When they had removed Aragorn’s outer clothing Seobryn stood. Holding the singed tunic, he walked outside the tent to the firepit and tossed the shirt into the flames, sparks leapt skyward as the cloth was quickly consumed. "That’ll make sure he is never found." Without looking back, he stalked towards his tent, thoughts of his new prize crowding his mind.




The next time Aragorn awoke the pain was little better than the last, but his vision and his mind were somewhat clearer. He was also aware of the dull ache of the mild burn across his back that he had been in too much pain to notice before.

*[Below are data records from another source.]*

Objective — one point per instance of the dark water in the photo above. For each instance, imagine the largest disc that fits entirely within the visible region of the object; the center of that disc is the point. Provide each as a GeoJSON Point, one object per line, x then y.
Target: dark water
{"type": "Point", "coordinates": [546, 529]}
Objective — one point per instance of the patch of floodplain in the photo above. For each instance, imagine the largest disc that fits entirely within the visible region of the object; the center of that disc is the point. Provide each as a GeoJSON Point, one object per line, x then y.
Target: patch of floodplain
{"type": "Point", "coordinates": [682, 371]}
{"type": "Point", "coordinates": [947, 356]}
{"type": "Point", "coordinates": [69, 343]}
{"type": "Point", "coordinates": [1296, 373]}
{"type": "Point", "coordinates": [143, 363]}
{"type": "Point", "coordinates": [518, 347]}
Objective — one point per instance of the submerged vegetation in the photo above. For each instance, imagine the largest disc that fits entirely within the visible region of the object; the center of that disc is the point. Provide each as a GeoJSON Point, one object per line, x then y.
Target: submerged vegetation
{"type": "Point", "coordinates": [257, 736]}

He blinked up at the dark, animal-hide ceiling of the tent over his head and lifted one hand clumsily to his hurting head. He could move his hands this time.

He tried to figure out how he had gotten to where he was and what had happened, but beyond some blurry recollections of having briefly awoken who knew how long ago, his mind was still a disturbing blank. A quick stab of pain that nearly made him sick to his stomach was enough to convince the injured human that trying very hard to remember was not worth the effort at this point.

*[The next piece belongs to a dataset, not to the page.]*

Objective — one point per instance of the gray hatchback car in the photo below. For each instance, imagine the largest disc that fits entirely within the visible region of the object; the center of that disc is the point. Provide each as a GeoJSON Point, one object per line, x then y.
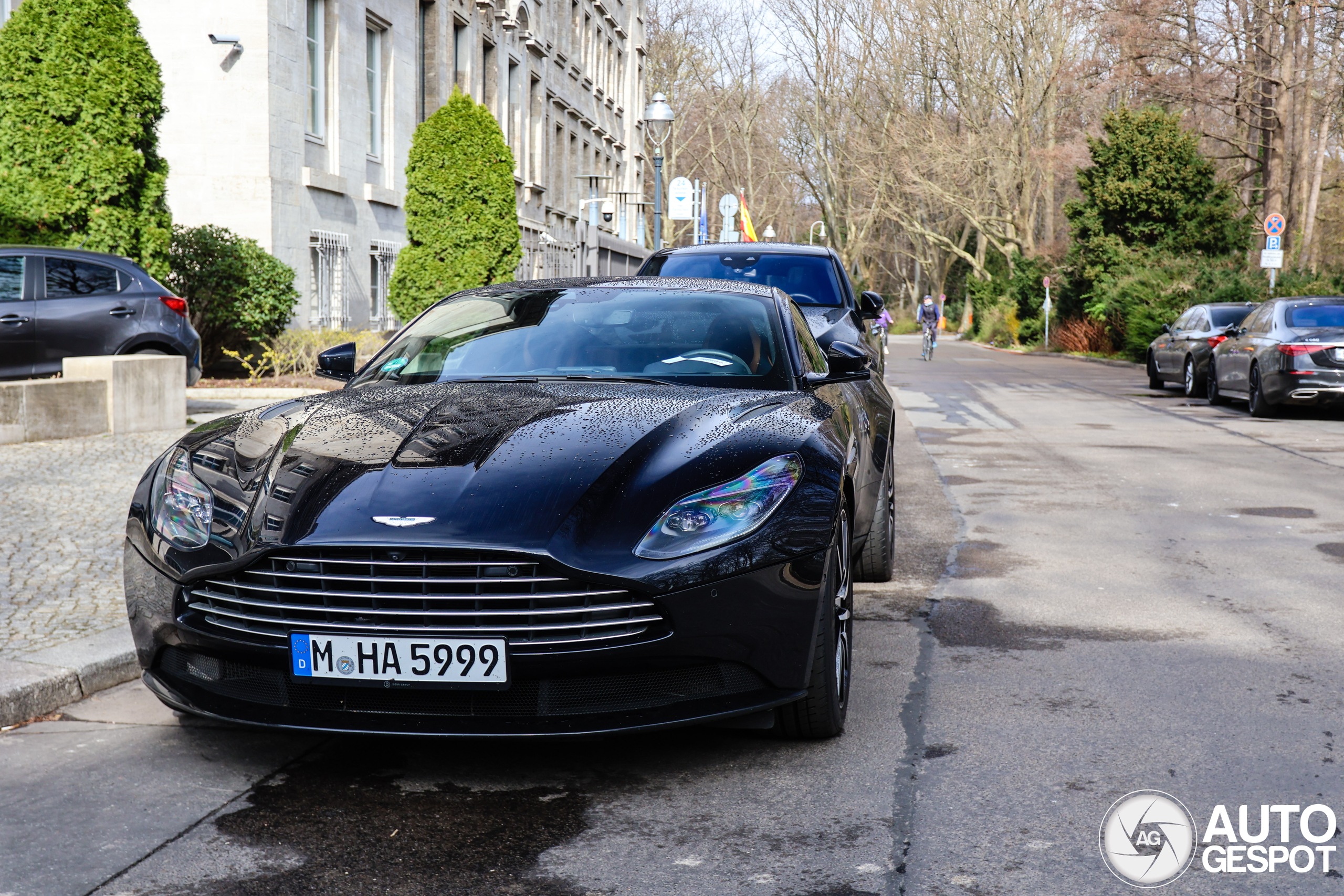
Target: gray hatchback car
{"type": "Point", "coordinates": [62, 303]}
{"type": "Point", "coordinates": [1180, 354]}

"You awake?" a voice that seemed vaguely familiar speaking near him made Aragorn start and look quickly in the direction from which the words had come. That was a mistake, for the quick motion of turning his head and eyes made his stomach lurch and the world spin dizzily out of control.

Aragorn moaned softly and covered his eyes with his hand, trying to bring his perceived equilibrium back to an at least somewhat stable position. "What happened? Where am I?" Aragorn felt like he’d asked those questions before, but the memories were extremely hazy at best, yet they were the clearest things he had as any indication of his missing past.

"You’re safe now Adrar, you’re back in my tent. Don’t you remember what happened?" Seobryn cocked an eyebrow at the ranger as if he truly were surprised.

"No," Aragorn ran his hand down his face, hesitantly opening his eyes once more. The face of the man who was now crouching beside him was familiar somehow, but... the young man winced and grit his teeth as the hot tendrils of pain in his mind severed the train of that thought, leaving him to wonder where it had been going with no hope of an answer. "No I don’t. Who are you?"

Seobryn did a passable job of looking surprised and almost hurt. He was enjoying this game. "You don’t remember me Adrar?"

Aragorn could only respond to the negative once more. "No... Adrar... is that my name?" he asked somewhat hesitantly. It was a horribly vulnerable feeling, not even knowing one’s own name.

"Of course it is," Seobryn laughed easily. "You really have taken quite a bad knock. There was a fight with some bandits who raided the camp two or three days ago... you do remember the fight don’t you? When you got hit on the head?" the older man was doing more than playing now, he wanted to be sure that the ranger’s condition was not temporary, or something that could be reversed if Aragorn thought about it for a while.

Aragorn tried to remember, tried hard, but there was nothing there and he began to feel dizzy again the more he tried. "I’m sorry, I don’t..."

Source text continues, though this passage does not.